NOVÉ SÍDLISKO

Fraňo Gibala

(1912 – 1987)

In 1971, the Peace Memorial was erected in Mierové Square in Prievidza, a work by the distinguished sculptor Fraňo Gibala.

Academic sculptor František Gibala was born on 5 April 1912 in Krajná Poľana (Svidník district). He was a sculptor whose statues and memorial plaques adorn many public spaces and buildings throughout Slovakia.

He completed civic school in 1928 in Prešov. From there he went to Bohemia, where from 1928 to 1932 he studied stone sculpture (State Industrial School of Sculpture and Stonemasonry, Hořice v Podkrkonoší). From 1933 to 1937 he studied at the Academy of Fine Arts in Prague under Prof. Bohumil Kafka. Already during his studies he created a whole series of remarkable works.

In 1936 he became a member of the Association of Slovak Artists, and in 1938 he completed a scholarship stay in Paris. In 1939 he worked in Bratislava and Prešov, and in 1940 he permanently relocated to Bratislava with his mother. In 1972 he was awarded the title of “Merited Artist” and a television documentary was made about him. He died in 1987 in Bratislava.

A few examples from his extensive memorial work: the monument to General Milan Rastislav Štefánik in Trebišov (1937), a memorial with a bust of Ján Palárik in Raková (1940), in 1941 he received the J. Kupecký Prize for the relief The Road to Golgotha, for Levoča he created a monument to Ľudovít Štúr (1947), and in 1955 and 1956 he produced several striking portraits, including Ľudo Ondrejov, J. Záborský and Slovak Girl from Veľký Biel.

In 1959 he completed the memorial for the village of Tokajík — Return to the Massacred Village; in 1960 he created the statue of Janko Kráľ (located in Janko Kráľ Park in Bratislava). He also created the group sculpture of Cyril and Methodius in the village of Branč.
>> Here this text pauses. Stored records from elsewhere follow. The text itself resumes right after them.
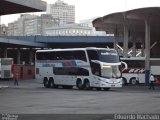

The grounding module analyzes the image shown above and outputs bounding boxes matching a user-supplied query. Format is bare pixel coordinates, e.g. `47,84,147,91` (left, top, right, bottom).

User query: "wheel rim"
85,82,90,89
131,79,136,85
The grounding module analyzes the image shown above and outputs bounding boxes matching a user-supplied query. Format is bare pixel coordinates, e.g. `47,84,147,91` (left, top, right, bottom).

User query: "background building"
48,0,75,24
79,18,107,36
7,14,59,36
7,14,36,36
45,24,92,36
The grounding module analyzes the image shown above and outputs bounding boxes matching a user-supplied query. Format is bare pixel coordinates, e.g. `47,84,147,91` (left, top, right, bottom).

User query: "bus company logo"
42,63,55,67
123,68,145,73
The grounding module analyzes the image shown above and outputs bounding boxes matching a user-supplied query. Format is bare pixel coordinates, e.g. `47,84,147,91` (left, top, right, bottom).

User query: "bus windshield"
98,50,120,63
102,65,121,78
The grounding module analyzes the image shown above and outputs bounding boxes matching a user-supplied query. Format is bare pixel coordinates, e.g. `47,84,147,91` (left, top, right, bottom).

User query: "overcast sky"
1,0,160,24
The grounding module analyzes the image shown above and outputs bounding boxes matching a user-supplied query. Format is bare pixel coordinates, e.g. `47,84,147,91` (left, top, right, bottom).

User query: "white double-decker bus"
121,57,160,85
35,48,122,90
0,58,13,79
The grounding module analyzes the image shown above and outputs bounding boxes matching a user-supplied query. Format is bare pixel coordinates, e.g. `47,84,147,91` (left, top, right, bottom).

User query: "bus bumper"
100,79,122,88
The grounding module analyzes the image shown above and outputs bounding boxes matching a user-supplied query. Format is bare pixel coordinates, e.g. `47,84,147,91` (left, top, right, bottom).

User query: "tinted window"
56,51,87,61
53,67,89,76
122,60,145,68
87,50,99,61
36,52,55,60
1,59,12,65
97,50,120,63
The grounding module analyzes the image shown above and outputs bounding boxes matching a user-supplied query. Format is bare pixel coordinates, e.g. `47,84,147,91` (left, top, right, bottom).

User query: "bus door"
87,50,101,87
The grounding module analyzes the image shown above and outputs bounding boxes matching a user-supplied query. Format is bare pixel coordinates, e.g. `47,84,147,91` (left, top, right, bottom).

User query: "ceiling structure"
0,0,46,15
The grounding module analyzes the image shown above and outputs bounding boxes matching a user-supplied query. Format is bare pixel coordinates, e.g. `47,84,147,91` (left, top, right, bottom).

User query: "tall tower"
50,0,75,24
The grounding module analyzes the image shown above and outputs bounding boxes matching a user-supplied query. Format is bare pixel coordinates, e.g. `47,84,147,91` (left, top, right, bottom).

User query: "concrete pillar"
29,48,33,64
132,37,136,57
3,48,7,58
141,40,145,57
145,19,150,84
114,27,118,50
123,23,128,58
17,49,21,64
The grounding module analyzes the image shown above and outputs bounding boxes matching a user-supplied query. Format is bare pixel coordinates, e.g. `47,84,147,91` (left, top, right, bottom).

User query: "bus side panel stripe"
66,61,72,67
71,60,77,67
62,62,67,67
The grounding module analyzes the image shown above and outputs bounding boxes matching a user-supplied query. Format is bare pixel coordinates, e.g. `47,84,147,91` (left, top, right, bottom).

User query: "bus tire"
62,85,73,89
43,77,49,88
96,87,101,91
49,78,55,88
84,79,91,90
130,77,138,85
122,77,127,85
76,79,83,90
103,88,111,91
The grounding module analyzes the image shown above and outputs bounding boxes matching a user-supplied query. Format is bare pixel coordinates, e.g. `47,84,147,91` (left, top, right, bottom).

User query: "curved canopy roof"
92,7,160,34
0,0,46,15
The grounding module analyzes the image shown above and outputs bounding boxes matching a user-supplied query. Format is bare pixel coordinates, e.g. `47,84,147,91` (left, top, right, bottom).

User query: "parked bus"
35,48,122,90
0,58,13,79
121,57,160,85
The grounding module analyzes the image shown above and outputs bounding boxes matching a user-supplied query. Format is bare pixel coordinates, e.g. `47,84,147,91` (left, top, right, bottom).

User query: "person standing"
14,72,18,86
149,74,155,90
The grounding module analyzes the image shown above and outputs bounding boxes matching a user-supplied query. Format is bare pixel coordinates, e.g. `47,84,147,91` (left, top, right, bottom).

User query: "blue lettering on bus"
42,63,55,67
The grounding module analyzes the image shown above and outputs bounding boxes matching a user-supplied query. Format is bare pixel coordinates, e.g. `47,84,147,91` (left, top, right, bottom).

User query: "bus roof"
120,57,160,60
36,47,115,52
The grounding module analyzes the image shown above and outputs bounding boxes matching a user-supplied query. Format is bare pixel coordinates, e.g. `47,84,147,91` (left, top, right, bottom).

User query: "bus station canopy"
0,0,46,15
92,7,160,57
93,7,160,35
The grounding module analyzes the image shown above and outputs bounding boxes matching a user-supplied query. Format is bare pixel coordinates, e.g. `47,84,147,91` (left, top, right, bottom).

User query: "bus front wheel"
43,78,49,88
130,78,138,85
49,78,55,88
77,79,83,90
103,88,111,91
84,80,91,90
For Bojnice he created the Memorial to the Victims of the Slovak National Uprising — located on Hurban Square. In Bojnice there is also another charming chamber work by Fr. Gibala — a figure of a seated woman in the vestibule of the Hospital.

A rich source of information about Fr. Gibala’s work is the monograph Fraňo Gibala, authored by Viera Budská-Kačáni (1977).

Fr. Gibala died on 8 September 1987 in Bratislava.